For my birthday, my wife bought me a paragliding lesson, a gift I hope prompted more by the fact that I’ve always yearned to fly than her wanting me to take a running jump off a cliff.

My arms are now littered with yellowing bruises that make me look like a heroin addict – I’m certainly attracting odd looks in Poundbury, less in Littlemoor - but I am elated all the same.

I believe - and tell my daughter - what my godmother always told me: have a go at everything.

Sally was truly fearless, a natural journalist whose joie de vivre was second only to her love of cricket, the film Porky’s and, alack, Shakespeare. But hey, two out of three ain’t bad: no one’s perfect.

She got me drunk for the first time, in my teens – on cold cans of Colt 45 smuggled into Lord’s.

We were ejected from the MCC after pinging peanut husks at the pompous, tutting buffoons in front of us and spent the next hour sobering up on a long walk down the Regent’s Canal before, still giggling, Withnail-esque tea and cake at the Waldorf.

Sally was a boy’s dream: she bought me fake, plastic sick for my seventh birthday, an exploding ashtray for my 11th, canned elephant meat for my 13th and – for my 18th – a bottle of gin. I adored her: she was simply uncontainable.

Even in her 70s, she’d race up down-escalators just for fun. When I last saw her, she was, as ever, electric and fun, lacing me with clever, fond talk of newspapers, cinema and claret.

When – grimly, at the funeral of another, dear family friend - I belatedly heard the news of her death, I was surreally bereft. The unkindness of it was utterly stunning.

Age is no deal: neither to the young, nor the old.

The good ones are all popping off now, one by one. But life is a queer thing. It always takes with one hand but it does give with the other.

Heading home, empty with sadness and shock, I held my seven-year-old daughter tight to my chest.

“Daddy,” she said, eyes wide, “you’re the best daddy in the whole wide world.”

Days later, in London, I took a weakening phone call. My car – parked up outside Wool station – had been banjaxed: hit by a drunk driver at 2am, who’d legged it, been arrested and promptly burst into tears.

The 0844 phone calls and ramifications – paperwork, police statements, rows with bean counters - have been endless and boring.

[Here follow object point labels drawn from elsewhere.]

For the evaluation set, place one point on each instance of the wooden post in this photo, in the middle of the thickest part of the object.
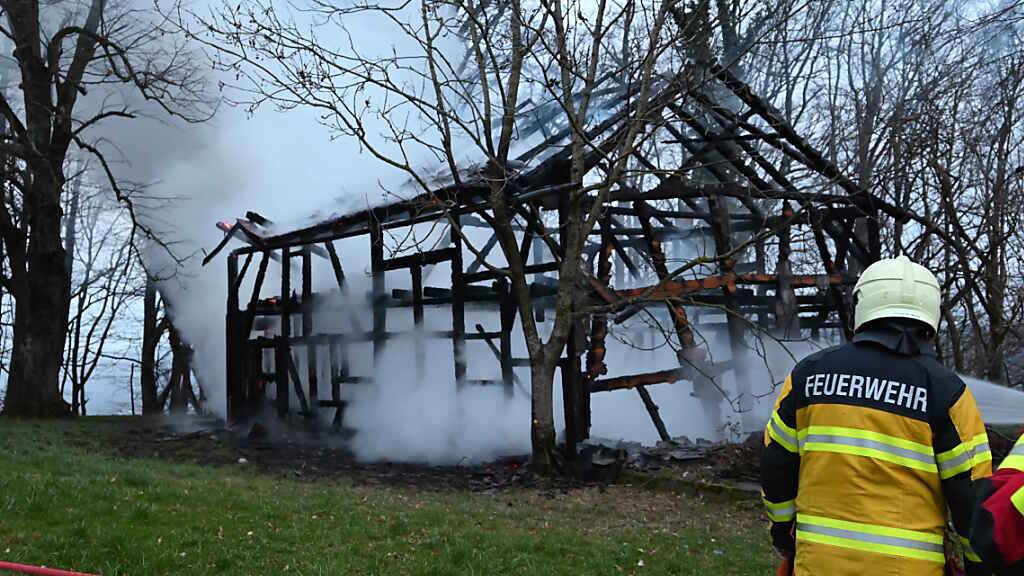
(417, 274)
(284, 348)
(507, 312)
(307, 329)
(458, 311)
(378, 295)
(721, 228)
(569, 395)
(786, 318)
(231, 332)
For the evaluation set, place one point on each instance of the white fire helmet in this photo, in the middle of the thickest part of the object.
(896, 288)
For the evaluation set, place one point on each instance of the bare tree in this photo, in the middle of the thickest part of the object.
(62, 50)
(518, 65)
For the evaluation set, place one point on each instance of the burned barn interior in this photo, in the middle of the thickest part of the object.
(781, 232)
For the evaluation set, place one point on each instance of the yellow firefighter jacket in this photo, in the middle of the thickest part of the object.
(868, 445)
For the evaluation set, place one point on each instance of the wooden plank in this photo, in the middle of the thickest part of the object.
(458, 310)
(283, 346)
(419, 259)
(307, 328)
(377, 293)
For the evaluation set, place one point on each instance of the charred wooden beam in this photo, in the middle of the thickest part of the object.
(458, 310)
(632, 381)
(307, 328)
(233, 339)
(283, 347)
(492, 275)
(675, 289)
(377, 293)
(419, 259)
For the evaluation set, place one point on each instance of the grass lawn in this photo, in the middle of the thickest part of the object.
(84, 509)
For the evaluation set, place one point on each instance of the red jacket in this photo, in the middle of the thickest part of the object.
(997, 528)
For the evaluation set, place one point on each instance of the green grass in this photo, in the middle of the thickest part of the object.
(78, 508)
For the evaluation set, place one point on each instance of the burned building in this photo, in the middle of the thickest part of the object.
(782, 229)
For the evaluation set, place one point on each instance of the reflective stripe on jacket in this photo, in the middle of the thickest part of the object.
(865, 449)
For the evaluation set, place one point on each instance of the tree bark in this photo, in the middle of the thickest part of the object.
(40, 317)
(151, 337)
(543, 416)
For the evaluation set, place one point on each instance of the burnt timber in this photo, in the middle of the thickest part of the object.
(734, 186)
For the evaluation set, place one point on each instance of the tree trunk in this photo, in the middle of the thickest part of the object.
(40, 318)
(151, 337)
(542, 415)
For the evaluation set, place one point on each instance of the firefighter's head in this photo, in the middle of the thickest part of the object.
(896, 288)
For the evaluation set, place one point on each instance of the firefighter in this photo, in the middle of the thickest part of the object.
(997, 530)
(870, 442)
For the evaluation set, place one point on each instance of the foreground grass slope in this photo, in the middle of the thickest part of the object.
(80, 508)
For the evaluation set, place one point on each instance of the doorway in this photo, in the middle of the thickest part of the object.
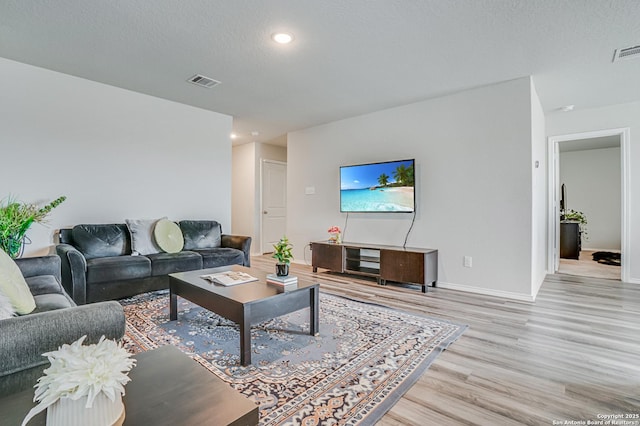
(582, 145)
(273, 177)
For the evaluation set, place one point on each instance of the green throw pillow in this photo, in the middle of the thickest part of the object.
(14, 287)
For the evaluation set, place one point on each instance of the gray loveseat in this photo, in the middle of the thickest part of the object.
(98, 262)
(55, 321)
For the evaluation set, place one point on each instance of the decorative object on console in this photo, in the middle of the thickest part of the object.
(84, 384)
(168, 236)
(334, 235)
(15, 220)
(284, 256)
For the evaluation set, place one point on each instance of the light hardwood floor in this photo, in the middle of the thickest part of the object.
(573, 354)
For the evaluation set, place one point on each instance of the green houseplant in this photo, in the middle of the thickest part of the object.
(576, 216)
(15, 220)
(283, 253)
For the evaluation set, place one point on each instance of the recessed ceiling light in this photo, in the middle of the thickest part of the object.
(282, 38)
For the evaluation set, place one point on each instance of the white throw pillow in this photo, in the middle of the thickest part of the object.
(142, 240)
(6, 308)
(14, 287)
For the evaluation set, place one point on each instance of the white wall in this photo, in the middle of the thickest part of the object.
(473, 154)
(592, 180)
(243, 190)
(539, 210)
(114, 153)
(246, 213)
(612, 117)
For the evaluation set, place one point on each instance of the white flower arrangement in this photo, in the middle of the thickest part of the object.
(79, 371)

But all I’ve really been able to concentrate on this week is Sally. Because it’s people that matter, not things.

Things can be replaced. People cannot. I wish I had told her just how important she was to me. Monstrously, I can’t even recall telling her that I loved her. I only hope she knew.

My life is so much the more special for having known her. And – fond of it though I was – I can not say that of my written-off Audi A4.

So, don’t make my mistakes. If you love someone, tell them. Today.